The issue came up during a meeting of the Sagebrush Ecosystem Council when the BLM’s Nevada wild horse and burro manager pointed out the overlap between horse and grouse territories, especially in Northern Nevada.

He said there are many horses in sage grouse core habitat areas and, in fact, those horse populations are larger than sustainable in most of those management areas.

“I believe there’s evidence to suggest the use of habitat by horses can impact the sage grouse,” Alan Shepherd told the council.

He said the impact those horses are having on grouse habitat needs to be studied.

“It’s going to be interesting,” he said. “I’m not sure where it’s going to go.”

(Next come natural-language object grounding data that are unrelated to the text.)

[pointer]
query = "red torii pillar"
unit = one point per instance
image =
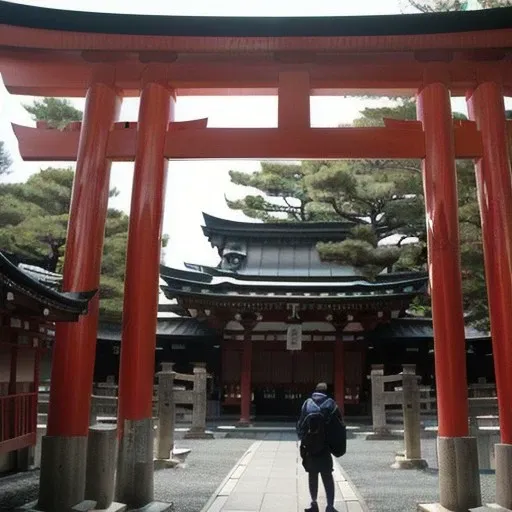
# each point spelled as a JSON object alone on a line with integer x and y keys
{"x": 64, "y": 448}
{"x": 134, "y": 484}
{"x": 459, "y": 479}
{"x": 248, "y": 322}
{"x": 339, "y": 369}
{"x": 494, "y": 186}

Shepherd said the Bureau of Land Management believes the horse population in Nevada should be managed to keep it at a sustainable 27,000 animals. At present, he said there are more than 40,000 wild horses roaming the range in Nevada. But he said BLM can’t get that population down.

“We don’t have the money,” he said. “Our facilities are at capacity.”

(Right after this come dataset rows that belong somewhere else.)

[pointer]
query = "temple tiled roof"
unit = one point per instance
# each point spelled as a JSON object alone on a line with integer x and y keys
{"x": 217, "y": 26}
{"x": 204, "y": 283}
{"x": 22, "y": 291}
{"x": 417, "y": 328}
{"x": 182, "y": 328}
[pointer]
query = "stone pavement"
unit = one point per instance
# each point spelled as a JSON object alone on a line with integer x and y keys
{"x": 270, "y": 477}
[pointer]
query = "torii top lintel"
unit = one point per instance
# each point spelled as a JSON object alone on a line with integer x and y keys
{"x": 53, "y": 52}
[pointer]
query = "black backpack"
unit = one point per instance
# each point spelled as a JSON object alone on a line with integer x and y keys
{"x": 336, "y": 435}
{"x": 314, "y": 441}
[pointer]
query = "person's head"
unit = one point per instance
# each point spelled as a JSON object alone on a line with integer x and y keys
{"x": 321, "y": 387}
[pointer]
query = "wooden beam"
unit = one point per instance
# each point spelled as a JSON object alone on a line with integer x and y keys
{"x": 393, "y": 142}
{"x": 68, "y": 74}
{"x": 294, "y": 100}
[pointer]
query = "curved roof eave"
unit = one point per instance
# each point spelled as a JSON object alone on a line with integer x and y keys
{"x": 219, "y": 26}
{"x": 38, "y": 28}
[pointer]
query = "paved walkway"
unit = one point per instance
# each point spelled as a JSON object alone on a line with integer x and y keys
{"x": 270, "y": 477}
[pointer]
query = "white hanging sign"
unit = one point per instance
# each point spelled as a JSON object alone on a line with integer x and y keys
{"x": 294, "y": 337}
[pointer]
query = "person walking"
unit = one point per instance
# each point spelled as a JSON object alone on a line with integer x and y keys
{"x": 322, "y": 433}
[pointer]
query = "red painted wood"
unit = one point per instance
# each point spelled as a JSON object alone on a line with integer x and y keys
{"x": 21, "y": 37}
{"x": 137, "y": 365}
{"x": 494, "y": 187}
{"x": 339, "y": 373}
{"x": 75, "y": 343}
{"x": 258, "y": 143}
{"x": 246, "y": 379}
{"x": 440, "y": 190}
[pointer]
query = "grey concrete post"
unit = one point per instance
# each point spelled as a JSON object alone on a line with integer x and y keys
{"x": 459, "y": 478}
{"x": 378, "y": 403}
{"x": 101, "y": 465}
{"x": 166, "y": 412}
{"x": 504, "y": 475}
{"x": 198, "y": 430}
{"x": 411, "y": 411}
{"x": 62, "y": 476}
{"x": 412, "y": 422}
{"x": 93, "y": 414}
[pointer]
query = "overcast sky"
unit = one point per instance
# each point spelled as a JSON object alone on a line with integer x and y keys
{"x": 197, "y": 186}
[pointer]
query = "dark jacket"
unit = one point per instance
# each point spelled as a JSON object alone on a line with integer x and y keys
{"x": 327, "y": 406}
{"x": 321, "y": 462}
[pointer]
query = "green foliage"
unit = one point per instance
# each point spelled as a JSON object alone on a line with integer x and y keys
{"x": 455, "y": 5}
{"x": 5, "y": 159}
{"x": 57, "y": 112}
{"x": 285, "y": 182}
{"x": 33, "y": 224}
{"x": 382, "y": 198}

As a result, he said more than 70 of the 80 wild horse management areas in Nevada are over capacity according to the 2013 census and that population will grow by nearly 5,000 animals a year unless a solution is found.

He said from his point of view, public lands need to be managed for multiple users.

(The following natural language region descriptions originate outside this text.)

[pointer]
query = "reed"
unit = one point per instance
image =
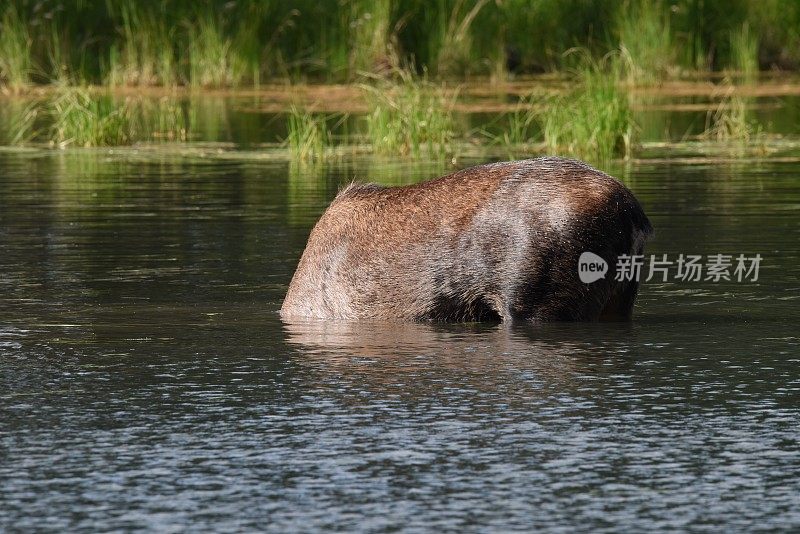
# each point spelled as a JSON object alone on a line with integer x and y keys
{"x": 80, "y": 119}
{"x": 412, "y": 117}
{"x": 645, "y": 40}
{"x": 308, "y": 137}
{"x": 145, "y": 52}
{"x": 730, "y": 122}
{"x": 593, "y": 121}
{"x": 744, "y": 52}
{"x": 16, "y": 63}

“When you get too many of anything, it can cause impact,” he said. “You can’t let one user of public lands affect all the other users of public lands.”

Members of the council asked to include a statement in their management plans urging Congress to follow the Free Roaming Wild Horse and Burro Act of 1971 — including the portions that directs the Interior “Secretary to the destruction of old, sick and lame animals to maintain the health of the herd.

Shepherd told them Congress annually puts s special rider on the horse and burro management budget that prohibits using any of the funds to destroy healthy horses.. He said despite the language in the original act, the annual rider states that BLM cannot euthanize horses just because they are excess.

The council is charged with developing a plan to prevent the listing of the grouse as an endangered species. State officials as well as miners and ranchers say that listing would be devastating to their industries.